Why Do We Need Topology in 3D Modeling
In 3d modeling, the topology shows how well in your 3D model vertices it is organized. So, it is essential that you maintain a good, clean topology when building your 3D models.But it will take quite a long time to be a professional modeler. First, let’s define what topology actually is. Topology is organizing the lineflow and structure of vertices/edges/faces of a 3D model. It is how well you can organize your vertices in your 3D model such that it is efficient, clean and detailed.
It is important that you maintain good, clean topology when building your 3D models. Maintaining good topology has a numerous amount of benefits:
- Easier to work with – You can easily make modifications to a model that has nice topology compared to a model with bad, messy topology where vertices just hang around randomly for no good reason.
- Makes deformed animations look fluid – The animators in your production team will be forever grateful if you incorporate good topology into your 3D modeling workflow. When vertices are organized in a way that makes sense with how objects bend and deform, animation becomes easier and smooth looking. With bad topology, animation becomes a little difficult and even if you manage to nudge out some animation, the result will look horrid with a lot of artefacts like punching and weird stretching in places.

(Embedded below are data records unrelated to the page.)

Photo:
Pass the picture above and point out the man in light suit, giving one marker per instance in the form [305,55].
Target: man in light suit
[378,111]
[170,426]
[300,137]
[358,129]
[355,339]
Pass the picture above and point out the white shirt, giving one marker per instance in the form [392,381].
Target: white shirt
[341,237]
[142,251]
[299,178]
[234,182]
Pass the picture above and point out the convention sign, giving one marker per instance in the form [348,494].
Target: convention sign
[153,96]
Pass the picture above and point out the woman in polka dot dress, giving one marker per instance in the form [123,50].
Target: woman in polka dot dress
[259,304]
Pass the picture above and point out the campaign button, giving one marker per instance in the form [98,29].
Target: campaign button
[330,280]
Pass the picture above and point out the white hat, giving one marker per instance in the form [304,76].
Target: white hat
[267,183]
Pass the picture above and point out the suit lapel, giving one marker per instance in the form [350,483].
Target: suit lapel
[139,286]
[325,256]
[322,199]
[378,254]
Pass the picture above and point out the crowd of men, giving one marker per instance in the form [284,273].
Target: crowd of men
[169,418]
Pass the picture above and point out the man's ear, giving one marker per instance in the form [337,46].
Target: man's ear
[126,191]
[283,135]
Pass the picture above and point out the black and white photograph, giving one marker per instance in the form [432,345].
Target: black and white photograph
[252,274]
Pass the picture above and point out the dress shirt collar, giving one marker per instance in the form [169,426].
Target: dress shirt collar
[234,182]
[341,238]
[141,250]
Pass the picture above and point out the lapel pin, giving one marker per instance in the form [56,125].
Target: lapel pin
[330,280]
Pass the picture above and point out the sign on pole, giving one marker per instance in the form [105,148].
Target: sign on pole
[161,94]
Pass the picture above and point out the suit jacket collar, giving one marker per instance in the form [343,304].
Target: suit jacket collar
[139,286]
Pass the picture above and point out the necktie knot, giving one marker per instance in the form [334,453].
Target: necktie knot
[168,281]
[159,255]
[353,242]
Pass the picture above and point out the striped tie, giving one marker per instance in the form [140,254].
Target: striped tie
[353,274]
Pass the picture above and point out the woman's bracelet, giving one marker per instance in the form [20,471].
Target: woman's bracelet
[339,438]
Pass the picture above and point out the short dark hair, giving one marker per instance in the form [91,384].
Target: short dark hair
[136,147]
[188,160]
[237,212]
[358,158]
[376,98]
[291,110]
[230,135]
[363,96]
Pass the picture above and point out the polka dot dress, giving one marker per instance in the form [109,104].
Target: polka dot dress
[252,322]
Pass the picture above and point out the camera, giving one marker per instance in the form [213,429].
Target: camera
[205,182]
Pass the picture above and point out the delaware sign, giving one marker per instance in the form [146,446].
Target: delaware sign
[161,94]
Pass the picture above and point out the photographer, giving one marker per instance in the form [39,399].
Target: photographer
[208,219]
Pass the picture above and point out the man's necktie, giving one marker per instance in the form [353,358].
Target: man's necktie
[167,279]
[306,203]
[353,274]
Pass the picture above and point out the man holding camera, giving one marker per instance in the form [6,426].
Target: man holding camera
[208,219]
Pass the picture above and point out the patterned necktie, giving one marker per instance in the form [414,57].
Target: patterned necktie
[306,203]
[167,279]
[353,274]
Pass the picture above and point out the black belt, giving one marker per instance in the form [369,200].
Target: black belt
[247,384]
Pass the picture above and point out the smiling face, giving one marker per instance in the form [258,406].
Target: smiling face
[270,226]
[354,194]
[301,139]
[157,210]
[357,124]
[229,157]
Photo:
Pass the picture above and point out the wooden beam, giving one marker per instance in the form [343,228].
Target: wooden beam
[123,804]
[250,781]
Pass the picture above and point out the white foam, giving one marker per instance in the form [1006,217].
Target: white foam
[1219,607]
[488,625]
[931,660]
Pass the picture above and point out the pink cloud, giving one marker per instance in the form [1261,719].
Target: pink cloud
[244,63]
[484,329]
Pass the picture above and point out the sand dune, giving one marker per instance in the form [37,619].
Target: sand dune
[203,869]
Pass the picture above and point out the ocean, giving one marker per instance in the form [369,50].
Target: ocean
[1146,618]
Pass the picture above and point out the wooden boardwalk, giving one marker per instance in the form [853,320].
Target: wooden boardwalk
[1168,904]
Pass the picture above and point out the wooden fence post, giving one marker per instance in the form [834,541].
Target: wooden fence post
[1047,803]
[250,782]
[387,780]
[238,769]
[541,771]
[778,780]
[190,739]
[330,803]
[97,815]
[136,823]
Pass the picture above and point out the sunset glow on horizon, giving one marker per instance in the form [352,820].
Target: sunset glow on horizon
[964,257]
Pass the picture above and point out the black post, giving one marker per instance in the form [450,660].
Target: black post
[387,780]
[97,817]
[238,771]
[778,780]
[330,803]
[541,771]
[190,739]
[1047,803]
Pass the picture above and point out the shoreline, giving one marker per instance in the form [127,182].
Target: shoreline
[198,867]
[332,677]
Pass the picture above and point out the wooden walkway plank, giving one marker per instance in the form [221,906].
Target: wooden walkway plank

- No weird artefacts – Not only for animations, but your 3D model in general may be susceptible to weird artifacts like pinching and stretching in places if your topology is bad and unorganized. These may also be caused by some vertices overlapping one another.
- Modifiers work smoothly – Popular modifiers like SubSurf will work better on models with good topology. You will get a nice smooth result without doing much tweaking. Adding a SubSurf modifier on a model with bad topology may introduce strange, unexpected results where your model won’t end up looking like your model.
- It looks neater – 3D models with good topology still look good if you see a wireframe of the same model. It has a nice organized look. This is beneficial if you would like to sell your 3D models in a marketplace. People generally buy a 3D model if they see a model and will likely examine the wireframe images. This can determine whether people will buy it or not. Not only for selling though. If you work in a team environment, it is always pleasant for the other 3D modeler to use your models when you have nice, clean topology.
- It uses less memory – A model with bad topology with hundreds of vertices/edges/faces is going to hog up valuable memory space. You don’t want to have hundreds of vertices just to model a cube. 8 vertices would be enough to get the job done. No point showing off. Good topology ensures that you create a 3D object using the least amount of vertices as necessary, so that your computer will electronically thank you and give you a big hug if you incorporate good topology in your workflow.
A good 3D modeler always ensures good topology in their 3D models. Here are some tips that I’ve learned, that will ensure your 3D model has good, clean topology.
- Use the least amount of vertices as necessary to get the job done for your 3D model. If you want to smooth things out, try using the SubSurf modifier.
- Try to make all your faces quads. Quads means 4 vertices. A Tri is 3 vertices. By aiming to have ALL the faces in your 3D model Quads, you will eliminate artefacts such as pinching.
- Make all your faces as even-sized squares as possible. Try to make all the quad faces in your 3D model as even-sized as possible throughout your entire model. Don’t create too big faces or too small faces at random places. There may be some exceptions like the face and legs. The legs can afford to have larger faces since it isn’t as detailed as the face. But even on the face alone, try to aim mostly for even-sized squares as possible. Watch the behind-the-scenes of famous animation movies and you’ll notice that a lot of their model’s wireframes contain mostly even-sized squares. There are exceptions like in simple hard-surfaced models (like tables for example).
- Try to use circular loops in areas where joints in your model will bend. I find having circular loops around joints helps in giving smoother bends. Like the elbow or knees for example. It can be helpful to have a bunch of circular loops perpendicular to the direction of the bend.